This episode reframes the phrase “con artist” and exposes it at the root: confidence artist. A con isn’t just theft — it’s the art of shifting someone’s confidence. A real con artist doesn’t take from you by force. They study you. They learn what you believe in. They discover where your confidence lives. Then they mold themselves into the image of that confidence until you willingly transfer trust, belief, energy, and resources into their hands. They don’t steal it — you give it.
The conversation moves from movie analogy to spiritual revelation. The first con in scripture wasn’t loud — it was subtle. “Surely you won’t die.” It was a shift of confidence. Humanity already bore God’s image, but the enemy shifted their confidence from who they were to who they could “be.” That same artistry continues today — in culture, relationships, ambition, religion, even church. We can be conned by systems. We can con others. And most dangerously, we can con ourselves.

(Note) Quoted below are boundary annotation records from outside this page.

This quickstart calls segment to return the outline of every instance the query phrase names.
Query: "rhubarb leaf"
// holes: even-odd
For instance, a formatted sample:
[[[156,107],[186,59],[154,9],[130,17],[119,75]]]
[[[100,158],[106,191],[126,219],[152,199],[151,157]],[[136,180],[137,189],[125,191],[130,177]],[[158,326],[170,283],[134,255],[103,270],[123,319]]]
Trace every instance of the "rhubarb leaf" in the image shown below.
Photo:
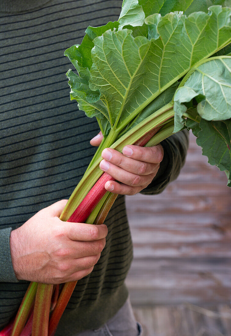
[[[145,17],[142,6],[138,0],[123,0],[118,20],[121,28],[129,25],[132,27],[142,26]]]
[[[126,29],[96,38],[89,87],[101,94],[112,126],[126,126],[197,62],[230,43],[231,13],[213,6],[208,14],[154,14],[145,22],[157,39],[134,38]]]
[[[177,83],[174,83],[145,108],[135,118],[129,129],[134,127],[149,116],[169,103],[173,97],[178,85]]]
[[[208,8],[213,5],[229,6],[225,0],[139,0],[147,17],[149,15],[160,13],[165,15],[170,12],[182,11],[188,15],[201,11],[207,13]]]
[[[192,70],[174,97],[174,132],[184,125],[182,117],[187,109],[184,103],[195,97],[198,102],[197,112],[203,119],[222,120],[231,118],[231,56],[209,59]]]
[[[110,21],[105,26],[99,27],[89,26],[85,31],[86,33],[81,44],[75,44],[67,49],[64,55],[67,56],[75,69],[79,71],[80,68],[87,68],[89,70],[92,65],[91,49],[94,46],[93,40],[97,36],[100,36],[109,29],[118,28],[119,23]]]
[[[92,91],[89,89],[87,81],[74,73],[70,69],[66,76],[69,79],[68,84],[71,88],[71,100],[78,100],[80,110],[85,111],[88,117],[97,117],[100,119],[107,115],[107,110],[103,102],[100,99],[99,90]]]
[[[207,156],[208,162],[224,171],[231,187],[231,120],[207,121],[202,119],[199,125],[187,122],[197,138],[196,142]]]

Peter’s moment with Jesus exposes the mechanism. One moment he confesses truth with confidence. The next, he attempts to shift Jesus’ confidence away from the cross. “Get behind me, Satan.” Why? Because confidence misplaced becomes an offense. Self-preservation becomes the con. The illusion that we can protect, produce, or preserve ourselves is the greatest scam. True confidence is singular: “This is the confidence we have in Him.” When confidence shifts from God-in-us to self-preservation or external validation, the con is complete.
The freedom? Deny the false self. Die to the con. Realign confidence to the will of God. Because you cannot con truth — you must become it.